Stuttering affects the fluency of speech. It begins during childhood and, in some cases, lasts throughout life. The disorder is characterized by disruptions in the production of speech sounds, also called “disfluencies.” Most people produce brief disfluencies from time to time. For instance, some words are repeated and others are preceded by “um” or “uh.” Disfluencies are not necessarily a problem; however, they can impede communication when a person produces too many of them. For some people, communication difficulties only happen during specific activities, for example, talking on the telephone or talking before large groups. For most others, however, communication difficulties occur across a number of activities at home, school, or work. Some people may limit their participation in certain activities. Such “participation restrictions” often occur because the person is concerned about how others might react to disfluent speech. Other people may try to hide their disfluent speech from others by rearranging the words in their sentence (circumlocution), pretending to forget what they wanted to say, or declining to speak. Other people may find that they are excluded from participating in certain activities because of stuttering. Clearly, the impact of stuttering on daily life can be affected by how the person and others react to the disorder.

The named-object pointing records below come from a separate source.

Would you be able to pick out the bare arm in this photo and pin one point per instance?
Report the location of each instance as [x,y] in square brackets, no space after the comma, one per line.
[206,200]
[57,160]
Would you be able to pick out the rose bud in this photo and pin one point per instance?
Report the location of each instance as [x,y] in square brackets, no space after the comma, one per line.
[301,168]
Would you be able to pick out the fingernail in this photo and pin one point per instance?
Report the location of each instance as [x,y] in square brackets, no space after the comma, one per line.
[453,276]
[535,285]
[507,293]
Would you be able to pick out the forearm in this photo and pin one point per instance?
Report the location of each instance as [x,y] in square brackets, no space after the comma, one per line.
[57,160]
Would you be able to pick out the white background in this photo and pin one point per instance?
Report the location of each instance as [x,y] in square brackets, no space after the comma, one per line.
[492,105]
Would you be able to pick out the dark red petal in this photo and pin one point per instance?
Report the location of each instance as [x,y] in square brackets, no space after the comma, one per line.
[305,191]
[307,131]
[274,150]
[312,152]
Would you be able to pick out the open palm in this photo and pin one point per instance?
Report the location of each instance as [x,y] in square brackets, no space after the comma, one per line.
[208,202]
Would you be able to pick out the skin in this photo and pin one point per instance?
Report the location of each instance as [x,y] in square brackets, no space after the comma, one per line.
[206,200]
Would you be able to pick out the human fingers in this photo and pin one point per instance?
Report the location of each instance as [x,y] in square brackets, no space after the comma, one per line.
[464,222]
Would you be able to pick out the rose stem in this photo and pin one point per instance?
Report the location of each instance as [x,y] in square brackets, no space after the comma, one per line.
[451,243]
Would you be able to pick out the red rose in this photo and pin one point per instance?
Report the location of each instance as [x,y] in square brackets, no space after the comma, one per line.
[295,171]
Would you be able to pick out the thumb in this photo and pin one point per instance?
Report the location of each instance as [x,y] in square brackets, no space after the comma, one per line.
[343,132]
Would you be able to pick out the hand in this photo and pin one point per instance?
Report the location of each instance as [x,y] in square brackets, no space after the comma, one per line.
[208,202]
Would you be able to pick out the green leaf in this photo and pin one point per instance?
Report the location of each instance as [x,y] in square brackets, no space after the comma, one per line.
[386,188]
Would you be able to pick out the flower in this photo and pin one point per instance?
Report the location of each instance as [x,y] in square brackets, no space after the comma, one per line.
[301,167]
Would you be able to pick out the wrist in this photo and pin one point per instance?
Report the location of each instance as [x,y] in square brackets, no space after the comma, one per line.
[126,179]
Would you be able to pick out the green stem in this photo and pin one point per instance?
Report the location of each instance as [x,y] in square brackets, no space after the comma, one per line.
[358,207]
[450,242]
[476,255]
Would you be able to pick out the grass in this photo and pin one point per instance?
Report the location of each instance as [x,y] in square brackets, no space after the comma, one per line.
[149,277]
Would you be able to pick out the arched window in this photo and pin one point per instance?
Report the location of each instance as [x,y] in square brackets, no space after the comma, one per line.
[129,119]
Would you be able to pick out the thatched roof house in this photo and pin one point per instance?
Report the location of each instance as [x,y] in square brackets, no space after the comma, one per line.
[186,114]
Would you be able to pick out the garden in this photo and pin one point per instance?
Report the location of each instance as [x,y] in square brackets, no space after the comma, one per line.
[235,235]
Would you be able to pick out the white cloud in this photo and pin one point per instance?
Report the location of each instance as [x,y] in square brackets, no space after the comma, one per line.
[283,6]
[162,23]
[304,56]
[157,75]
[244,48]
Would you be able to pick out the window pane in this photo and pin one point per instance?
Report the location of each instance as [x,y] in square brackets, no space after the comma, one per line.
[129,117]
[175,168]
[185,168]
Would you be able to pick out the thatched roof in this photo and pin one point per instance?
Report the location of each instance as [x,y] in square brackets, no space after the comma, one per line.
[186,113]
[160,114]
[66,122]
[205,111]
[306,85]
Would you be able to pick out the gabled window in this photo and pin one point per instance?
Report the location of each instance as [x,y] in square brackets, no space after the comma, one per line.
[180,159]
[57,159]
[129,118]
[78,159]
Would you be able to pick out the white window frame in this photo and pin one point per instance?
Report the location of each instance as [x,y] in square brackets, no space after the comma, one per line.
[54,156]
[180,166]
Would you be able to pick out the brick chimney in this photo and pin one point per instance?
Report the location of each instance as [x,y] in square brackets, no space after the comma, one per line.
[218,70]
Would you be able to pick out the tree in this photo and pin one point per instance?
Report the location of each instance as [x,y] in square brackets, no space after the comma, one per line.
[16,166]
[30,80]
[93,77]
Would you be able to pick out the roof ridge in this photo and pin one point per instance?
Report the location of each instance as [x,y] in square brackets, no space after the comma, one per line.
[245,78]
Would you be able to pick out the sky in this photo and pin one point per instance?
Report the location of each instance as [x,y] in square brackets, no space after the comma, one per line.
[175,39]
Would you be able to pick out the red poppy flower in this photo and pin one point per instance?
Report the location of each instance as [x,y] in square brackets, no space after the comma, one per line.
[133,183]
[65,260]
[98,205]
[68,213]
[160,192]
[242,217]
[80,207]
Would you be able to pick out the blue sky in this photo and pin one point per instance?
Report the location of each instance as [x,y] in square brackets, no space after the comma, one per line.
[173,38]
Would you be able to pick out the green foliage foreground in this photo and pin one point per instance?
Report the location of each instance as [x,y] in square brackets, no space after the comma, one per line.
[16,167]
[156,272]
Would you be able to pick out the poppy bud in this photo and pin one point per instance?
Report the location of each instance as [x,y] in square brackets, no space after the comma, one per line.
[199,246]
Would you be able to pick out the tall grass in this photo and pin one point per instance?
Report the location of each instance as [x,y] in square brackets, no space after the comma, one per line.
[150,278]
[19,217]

Information taken from ASHA website.

When a child has receptive language disorder, he or she exhibits significant deficits in the level of development of comprehension of language. These deficits affect how the child functions socially or academically. Children with receptive language problems can have great difficulty understanding what is said to them. Most children with a receptive language disorder will also have an expressive language disorder (difficulty using language to express ideas).Children with a receptive language disorder can have difficulty with any of the following:

  • Understanding what gestures mean
  • Following directions
  • Understanding questions
  • Identifying objects and pictures
  • Taking turns when talking with others
  • Understanding the order of words in a sentence
  • Understanding plurals and verb tenses
  • Understanding age-appropriate vocabulary and knowledge about objects and sequence of events
  • Knowledge of the goals or functions of language (e.g. to obtain a desired object, tell a story, ask questions, comment)
  • Knowledge of how to use language to achieve goals (e.g. appropriately using language to get a desired object, )
  • Carrying out cooperative conversations (e.g. perspective-taking and turn-taking)

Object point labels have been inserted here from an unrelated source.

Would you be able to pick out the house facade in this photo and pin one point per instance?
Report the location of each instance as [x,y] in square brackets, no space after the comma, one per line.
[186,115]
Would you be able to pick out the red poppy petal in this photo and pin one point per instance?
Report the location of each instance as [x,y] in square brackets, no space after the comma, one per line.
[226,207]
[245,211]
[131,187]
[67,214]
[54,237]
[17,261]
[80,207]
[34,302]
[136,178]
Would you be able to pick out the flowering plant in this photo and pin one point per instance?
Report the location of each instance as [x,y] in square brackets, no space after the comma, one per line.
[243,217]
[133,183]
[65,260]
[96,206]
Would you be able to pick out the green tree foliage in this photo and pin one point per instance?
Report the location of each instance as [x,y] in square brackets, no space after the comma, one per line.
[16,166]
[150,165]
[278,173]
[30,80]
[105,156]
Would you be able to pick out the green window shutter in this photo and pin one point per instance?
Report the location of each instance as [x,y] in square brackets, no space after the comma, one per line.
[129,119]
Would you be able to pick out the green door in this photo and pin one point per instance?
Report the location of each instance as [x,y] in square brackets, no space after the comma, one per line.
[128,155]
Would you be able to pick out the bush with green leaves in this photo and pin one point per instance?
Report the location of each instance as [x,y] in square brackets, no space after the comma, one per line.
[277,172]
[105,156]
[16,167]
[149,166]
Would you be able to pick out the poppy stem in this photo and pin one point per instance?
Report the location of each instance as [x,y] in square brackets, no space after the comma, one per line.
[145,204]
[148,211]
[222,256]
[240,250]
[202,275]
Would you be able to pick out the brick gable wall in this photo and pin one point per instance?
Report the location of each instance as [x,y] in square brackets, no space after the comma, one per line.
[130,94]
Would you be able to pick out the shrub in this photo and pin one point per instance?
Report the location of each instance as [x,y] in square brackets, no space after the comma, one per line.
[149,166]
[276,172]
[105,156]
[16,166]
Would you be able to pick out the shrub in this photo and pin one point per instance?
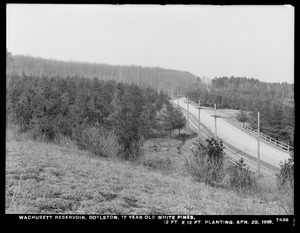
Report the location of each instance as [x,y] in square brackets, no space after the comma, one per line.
[205,164]
[156,161]
[99,141]
[136,150]
[43,128]
[241,177]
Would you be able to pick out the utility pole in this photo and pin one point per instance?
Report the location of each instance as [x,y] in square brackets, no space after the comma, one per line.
[199,107]
[258,143]
[188,112]
[215,116]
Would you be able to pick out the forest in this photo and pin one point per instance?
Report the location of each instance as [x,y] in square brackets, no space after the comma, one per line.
[80,108]
[155,77]
[274,101]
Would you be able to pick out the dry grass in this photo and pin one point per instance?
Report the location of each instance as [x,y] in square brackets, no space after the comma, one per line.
[43,178]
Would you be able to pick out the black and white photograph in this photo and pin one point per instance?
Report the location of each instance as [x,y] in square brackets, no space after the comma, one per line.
[150,112]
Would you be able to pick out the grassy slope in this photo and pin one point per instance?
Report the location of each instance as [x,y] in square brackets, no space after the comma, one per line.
[48,178]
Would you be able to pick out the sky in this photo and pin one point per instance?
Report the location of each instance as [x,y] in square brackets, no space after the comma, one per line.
[206,40]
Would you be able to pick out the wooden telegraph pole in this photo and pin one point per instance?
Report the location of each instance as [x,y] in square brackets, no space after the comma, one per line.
[215,116]
[258,143]
[199,107]
[188,114]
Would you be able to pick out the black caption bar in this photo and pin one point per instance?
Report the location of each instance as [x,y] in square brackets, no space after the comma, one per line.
[162,219]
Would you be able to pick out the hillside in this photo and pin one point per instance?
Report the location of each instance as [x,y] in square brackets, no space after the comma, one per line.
[155,77]
[46,178]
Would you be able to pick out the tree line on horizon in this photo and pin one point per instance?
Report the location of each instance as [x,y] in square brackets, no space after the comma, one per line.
[274,101]
[155,77]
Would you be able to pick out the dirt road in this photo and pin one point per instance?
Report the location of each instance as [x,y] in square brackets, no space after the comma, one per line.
[236,137]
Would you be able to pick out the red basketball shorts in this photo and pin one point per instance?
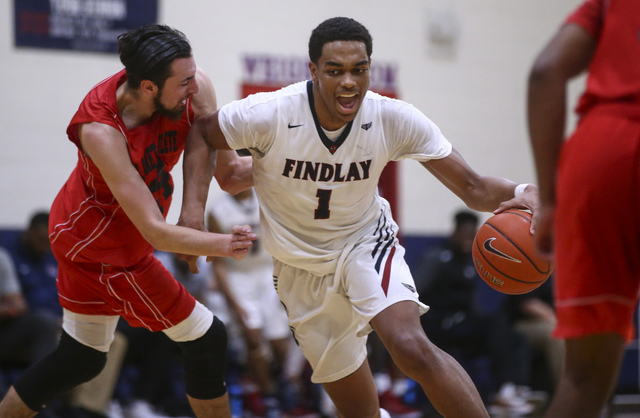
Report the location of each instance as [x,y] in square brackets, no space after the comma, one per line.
[145,294]
[597,228]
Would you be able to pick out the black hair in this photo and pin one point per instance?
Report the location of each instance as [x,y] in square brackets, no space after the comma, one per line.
[39,219]
[148,52]
[338,29]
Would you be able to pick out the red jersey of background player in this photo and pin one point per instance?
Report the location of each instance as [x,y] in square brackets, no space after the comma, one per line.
[86,223]
[613,75]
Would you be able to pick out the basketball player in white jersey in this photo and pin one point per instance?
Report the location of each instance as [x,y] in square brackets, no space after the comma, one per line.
[318,150]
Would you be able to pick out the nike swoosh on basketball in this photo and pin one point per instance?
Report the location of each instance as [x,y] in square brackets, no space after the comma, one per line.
[487,246]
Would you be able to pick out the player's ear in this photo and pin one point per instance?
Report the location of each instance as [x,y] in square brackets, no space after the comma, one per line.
[149,87]
[313,68]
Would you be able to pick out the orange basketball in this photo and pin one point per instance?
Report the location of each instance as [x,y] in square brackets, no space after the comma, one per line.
[504,254]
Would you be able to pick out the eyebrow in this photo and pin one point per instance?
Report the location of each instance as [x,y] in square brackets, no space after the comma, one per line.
[337,64]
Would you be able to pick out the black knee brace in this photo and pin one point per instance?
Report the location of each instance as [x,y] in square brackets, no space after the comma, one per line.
[70,365]
[204,361]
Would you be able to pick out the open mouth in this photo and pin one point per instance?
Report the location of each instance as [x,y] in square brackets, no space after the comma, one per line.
[348,101]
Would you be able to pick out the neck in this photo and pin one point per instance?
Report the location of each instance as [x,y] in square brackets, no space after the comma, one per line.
[134,108]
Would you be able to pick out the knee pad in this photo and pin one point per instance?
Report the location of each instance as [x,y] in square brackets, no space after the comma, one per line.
[70,365]
[204,361]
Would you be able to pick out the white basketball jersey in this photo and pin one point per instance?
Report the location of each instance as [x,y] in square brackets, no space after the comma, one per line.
[317,196]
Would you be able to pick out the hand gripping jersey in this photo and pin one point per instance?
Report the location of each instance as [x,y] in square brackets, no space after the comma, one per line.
[229,212]
[317,196]
[86,223]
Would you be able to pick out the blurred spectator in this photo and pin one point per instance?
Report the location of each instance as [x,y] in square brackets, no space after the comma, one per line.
[37,270]
[253,303]
[25,335]
[446,279]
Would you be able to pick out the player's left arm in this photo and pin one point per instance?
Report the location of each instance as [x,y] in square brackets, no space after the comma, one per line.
[202,161]
[482,193]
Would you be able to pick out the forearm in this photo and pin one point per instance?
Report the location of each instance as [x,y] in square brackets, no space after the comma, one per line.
[182,240]
[487,192]
[234,174]
[199,166]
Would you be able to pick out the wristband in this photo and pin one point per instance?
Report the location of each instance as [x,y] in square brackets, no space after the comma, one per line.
[520,189]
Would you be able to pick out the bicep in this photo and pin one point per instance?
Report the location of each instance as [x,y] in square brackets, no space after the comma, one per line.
[566,55]
[107,149]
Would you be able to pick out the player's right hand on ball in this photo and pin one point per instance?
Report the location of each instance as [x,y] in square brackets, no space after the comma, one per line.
[241,241]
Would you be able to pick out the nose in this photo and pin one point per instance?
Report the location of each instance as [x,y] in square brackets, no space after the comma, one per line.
[194,88]
[348,81]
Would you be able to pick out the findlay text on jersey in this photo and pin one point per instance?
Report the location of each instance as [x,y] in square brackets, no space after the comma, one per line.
[316,171]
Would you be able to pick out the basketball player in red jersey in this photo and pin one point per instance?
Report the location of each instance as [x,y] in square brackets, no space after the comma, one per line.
[590,196]
[130,131]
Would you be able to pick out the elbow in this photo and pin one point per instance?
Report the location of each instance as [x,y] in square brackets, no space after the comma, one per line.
[232,186]
[157,237]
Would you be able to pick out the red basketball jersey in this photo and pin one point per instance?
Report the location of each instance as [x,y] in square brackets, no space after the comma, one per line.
[613,74]
[86,223]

An individual with pragmatic problems may: say inappropriate or unrelated things during conversations, tell stories in a disorganized way or have very little variety in language use. It is not unusual for children to have pragmatic problems in only a few situations. However, if problems in social language use occur often and seem inappropriate considering the child’s age, a pragmatic disorder may exist. Pragmatic disorders often coexist with other language problems such as vocabulary development or grammar. Pragmatic problems can lower social acceptance. Peers may avoid having conversations with an individual with a pragmatic disorder.

Tongue thrust (also called “reverse” or “immature” swallow) is the common name given to orofacial muscular imbalance, a human behavioral pattern in which the tongue protrudes through the anterior incisors during swallowing, speech and while the tongue is at rest. Nearly all young children exhibit a swallowing pattern involving tongue protrusion, but by the age of 6 most have automatically switched to a normal swallowing pattern. To correct tongue thrust, speech pathologists prescribe exercises designed to promote a normal swallowing pattern, as well as correct speech production. In the evaluation session the patient will be given swallowing and articulation inventory tests.